La Terrasse

"La culture est une résistance à la distraction" Pasolini

Théâtre - Entretien

Julie Bérès

Julie Bérès - Critique sortie Théâtre
Crédit Photo : DR

Publié le 10 novembre 2008

Alice au pays des horreurs

Julie Bérès ne cherche pas à reproduire une forme de réel, mais à inventer un théâtre favorisant les sensations, les glissements, les associations libres… Elle met en scène Sous les visages, un spectacle multidisciplinaire qui pose la question de l’exclusion sociale.

Vos spectacles font intervenir des artistes venus de nombreuses disciplines. D’où vient cette envie de mêler comédiens, vidéastes, plasticiens, circassiens, compositeurs, auteurs… ?
Julie Bérès : En tant que spectatrice, j’ai souvent ressenti des émotions fortes face à des œuvres métaphoriques, des œuvres qui faisaient se rencontrer des champs artistiques différents. C’est naturellement vers cette forme d’expression artistique que j’ai eu envie de me tourner après mes études au Conservatoire. Elaborer des spectacles pluridisciplinaires permet de se mettre au service d’un propos et pas seulement d’un texte, de donner libre cours à un procédé narratif subjectif, déstructuré. Pour moi, tout ce qui prend part sur scène au spectacle doit faire sens, sans aucune hiérarchie : costumes, scénographie, maquillages, mouvements, sons, mots, objets… Tout doit ouvrir des espaces de réflexion et de mémoire, faire voyager, participer à la narration à travers des jeux de résonances, d’entremêlements, d’interdépendances.
 
Peut-on dire que vous travaillez sur l’inconscient ?
J. B. : Oui, sur l’inconscient, sur le rêve, sur les mondes intérieurs, sur les traversées mentales… Je cherche à lier les choses par l’intime, par le subjectif plutôt que par le rationnel. Souvent, le public me dit que ce que je fais est de l’ordre de l’expérience sensorielle. Car mes spectacles ne disent pas tout, ils laissent une grande place aux perceptions personnelles de chacun.
 
« Je cherche à lier les choses par l’intime, par le subjectif plutôt que par le rationnel. »
 
Quel regard Sous les visages porte-t-il sur notre époque ?
J. B. : Sous les visages questionne l’exclusion sociale.

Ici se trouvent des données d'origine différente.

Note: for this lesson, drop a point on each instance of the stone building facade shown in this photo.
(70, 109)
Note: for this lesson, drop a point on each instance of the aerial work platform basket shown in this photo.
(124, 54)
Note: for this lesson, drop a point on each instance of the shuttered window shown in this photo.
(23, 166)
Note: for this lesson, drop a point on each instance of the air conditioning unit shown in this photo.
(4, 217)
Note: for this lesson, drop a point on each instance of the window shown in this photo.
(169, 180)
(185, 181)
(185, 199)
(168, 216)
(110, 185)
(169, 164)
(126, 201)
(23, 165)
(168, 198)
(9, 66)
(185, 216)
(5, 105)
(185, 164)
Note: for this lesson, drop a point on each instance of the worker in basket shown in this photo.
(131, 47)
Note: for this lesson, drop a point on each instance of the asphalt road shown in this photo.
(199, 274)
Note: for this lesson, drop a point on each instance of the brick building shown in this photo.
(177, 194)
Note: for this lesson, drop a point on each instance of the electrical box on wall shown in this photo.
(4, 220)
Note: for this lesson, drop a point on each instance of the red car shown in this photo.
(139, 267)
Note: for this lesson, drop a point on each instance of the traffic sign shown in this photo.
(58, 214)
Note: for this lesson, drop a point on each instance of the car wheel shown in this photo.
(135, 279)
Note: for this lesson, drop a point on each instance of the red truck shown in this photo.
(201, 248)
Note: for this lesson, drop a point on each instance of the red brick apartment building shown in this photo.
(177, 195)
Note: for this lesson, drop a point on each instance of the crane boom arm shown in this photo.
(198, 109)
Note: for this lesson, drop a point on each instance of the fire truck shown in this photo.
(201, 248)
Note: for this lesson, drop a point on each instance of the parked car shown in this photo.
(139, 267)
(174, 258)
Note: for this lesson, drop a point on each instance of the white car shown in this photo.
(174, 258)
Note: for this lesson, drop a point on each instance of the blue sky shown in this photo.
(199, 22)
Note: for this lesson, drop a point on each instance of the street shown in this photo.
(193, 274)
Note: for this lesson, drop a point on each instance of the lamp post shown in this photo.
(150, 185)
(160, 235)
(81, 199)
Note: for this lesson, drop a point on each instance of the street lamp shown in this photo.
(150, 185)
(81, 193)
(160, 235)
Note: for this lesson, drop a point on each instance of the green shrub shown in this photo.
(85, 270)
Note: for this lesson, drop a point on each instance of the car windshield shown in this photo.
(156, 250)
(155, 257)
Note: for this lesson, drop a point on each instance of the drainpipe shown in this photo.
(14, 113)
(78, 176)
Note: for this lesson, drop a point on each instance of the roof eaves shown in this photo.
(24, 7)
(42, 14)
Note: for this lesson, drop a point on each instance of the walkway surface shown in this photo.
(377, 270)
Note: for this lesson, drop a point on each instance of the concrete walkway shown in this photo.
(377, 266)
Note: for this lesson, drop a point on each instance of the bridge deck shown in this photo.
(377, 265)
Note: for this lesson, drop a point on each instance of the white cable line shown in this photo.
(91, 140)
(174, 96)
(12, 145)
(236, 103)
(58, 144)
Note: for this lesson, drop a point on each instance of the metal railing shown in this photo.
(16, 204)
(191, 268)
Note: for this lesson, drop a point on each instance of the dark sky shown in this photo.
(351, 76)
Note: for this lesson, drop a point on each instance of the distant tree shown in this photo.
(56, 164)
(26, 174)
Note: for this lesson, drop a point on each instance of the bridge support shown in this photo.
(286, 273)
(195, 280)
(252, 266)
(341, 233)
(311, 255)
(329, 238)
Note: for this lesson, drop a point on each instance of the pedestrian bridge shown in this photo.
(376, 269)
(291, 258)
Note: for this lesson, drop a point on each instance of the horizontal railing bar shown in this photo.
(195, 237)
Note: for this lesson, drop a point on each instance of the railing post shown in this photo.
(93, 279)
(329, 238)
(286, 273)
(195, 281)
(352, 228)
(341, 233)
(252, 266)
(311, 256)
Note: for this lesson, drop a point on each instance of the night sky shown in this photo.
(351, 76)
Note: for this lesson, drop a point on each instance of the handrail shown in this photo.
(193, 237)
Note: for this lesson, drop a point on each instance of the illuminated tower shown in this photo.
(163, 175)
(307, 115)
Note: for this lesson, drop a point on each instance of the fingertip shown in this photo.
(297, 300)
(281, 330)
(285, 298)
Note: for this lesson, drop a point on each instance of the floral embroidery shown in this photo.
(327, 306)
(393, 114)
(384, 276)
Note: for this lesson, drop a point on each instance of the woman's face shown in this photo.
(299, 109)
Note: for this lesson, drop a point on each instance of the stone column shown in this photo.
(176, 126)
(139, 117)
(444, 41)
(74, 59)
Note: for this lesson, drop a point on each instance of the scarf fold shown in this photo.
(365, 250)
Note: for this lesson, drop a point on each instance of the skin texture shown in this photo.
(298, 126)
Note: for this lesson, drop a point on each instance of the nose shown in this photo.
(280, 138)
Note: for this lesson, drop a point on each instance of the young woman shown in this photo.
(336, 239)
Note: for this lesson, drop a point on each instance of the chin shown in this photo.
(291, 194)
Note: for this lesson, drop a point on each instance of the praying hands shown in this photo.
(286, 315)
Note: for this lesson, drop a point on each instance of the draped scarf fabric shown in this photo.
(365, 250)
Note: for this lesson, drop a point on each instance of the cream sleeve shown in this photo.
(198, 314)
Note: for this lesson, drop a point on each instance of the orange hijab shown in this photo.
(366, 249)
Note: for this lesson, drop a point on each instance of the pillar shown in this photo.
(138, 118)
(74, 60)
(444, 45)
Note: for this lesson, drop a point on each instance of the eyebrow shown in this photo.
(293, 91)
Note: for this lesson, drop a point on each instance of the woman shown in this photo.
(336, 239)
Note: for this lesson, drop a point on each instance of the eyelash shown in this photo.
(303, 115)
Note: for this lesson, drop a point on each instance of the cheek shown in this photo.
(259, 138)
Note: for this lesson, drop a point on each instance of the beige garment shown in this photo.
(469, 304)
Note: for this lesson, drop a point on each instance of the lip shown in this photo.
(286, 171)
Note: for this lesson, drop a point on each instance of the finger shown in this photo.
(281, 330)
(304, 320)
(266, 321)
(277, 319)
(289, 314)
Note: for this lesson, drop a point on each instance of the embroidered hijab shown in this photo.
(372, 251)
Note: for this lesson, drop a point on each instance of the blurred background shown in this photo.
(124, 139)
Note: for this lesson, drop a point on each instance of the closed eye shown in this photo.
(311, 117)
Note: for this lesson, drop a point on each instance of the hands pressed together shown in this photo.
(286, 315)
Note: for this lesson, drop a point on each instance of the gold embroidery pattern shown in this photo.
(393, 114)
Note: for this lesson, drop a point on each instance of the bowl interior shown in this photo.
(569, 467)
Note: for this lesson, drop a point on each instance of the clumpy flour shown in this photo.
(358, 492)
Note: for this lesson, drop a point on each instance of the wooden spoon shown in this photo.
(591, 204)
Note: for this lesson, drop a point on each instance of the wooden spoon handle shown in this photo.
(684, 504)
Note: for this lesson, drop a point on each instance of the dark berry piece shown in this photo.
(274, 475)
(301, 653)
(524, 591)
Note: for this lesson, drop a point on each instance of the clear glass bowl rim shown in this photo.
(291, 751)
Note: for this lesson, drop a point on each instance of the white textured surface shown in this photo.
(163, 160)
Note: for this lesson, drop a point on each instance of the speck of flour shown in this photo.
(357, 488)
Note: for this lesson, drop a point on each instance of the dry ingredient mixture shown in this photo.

C’est l’histoire d’une femme — Clémence — qui, suite à un licenciement, est entraînée dans une spirale d’emplois précaires. Alors que l’on est dans une époque qui se targue de faire baisser le chômage, on ne parle pas des travailleurs pauvres, des employés qui sont soumis à des modes de vie aliénants, sans possibilité d’accomplissement. Sous les visages, c’est un peu Alice au pays des horreurs : Clémence traverse l’écran de sa télévision. Au lieu de remettre en cause le système dans lequel elle vit, elle développe une culpabilité qui l’amène à s’inventer une autre identité. Elle se crée une famille de substitution, à travers un imaginaire factice, formaté, un imaginaire qui valorise les figures du pouvoir célébrées par les médias.
 
L’échappée intérieure de Clémence est-elle une échappée vers l’absurde ?
J. B. : Oui. En suivant Clémence de l’autre côté de l’écran, on bascule dans une esthétique burlesque et outrancière. Le lien qu’elle crée entre le monde de l’ombre, le monde du silence auquel elle appartient, et l’univers clinquant dont elle rêve, est une porte d’entrée vers une forme de surréalisme.
 
Entretien réalisé par Manuel Piolat Soleymat


Sous les visages, de la compagnie Les Cambrioleurs ; mise en scène de Julie Bérès. Du 20 au 30 novembre 2008. Le lundi à 19h30, du mercredi au samedi à 20h30, le dimanche à 15h30. Relâche le mardi. Théâtre Romain-Rolland, Scène conventionnée de Villejuif, 18, rue Eugène-Varlin, 94800 Villejuif. Réservations au 01 49 58 17 00. Reprise du 3 au 5 décembre 2008 au Théâtre National de Bordeaux en Aquitaine, le 12 décembre au Théâtre Arc-en-Ciel à Rungis, du 6 au 10 janvier 2009 à La Manufacture – Centre dramatique national de Nancy, les 15 au 16 janvier au Carreau – Scène nationale de Forbach et de l’Est Mosellan, le 23 janvier au Centre culturel Aragon-Triolet d’Orly, le 27 janvier au Grand R – Scène national de La Roche-sur-Yon, le 6 février à L’Onde de Vélizy, les 24 et 25 février à L’Hexagone – Scène nationale de Meylan.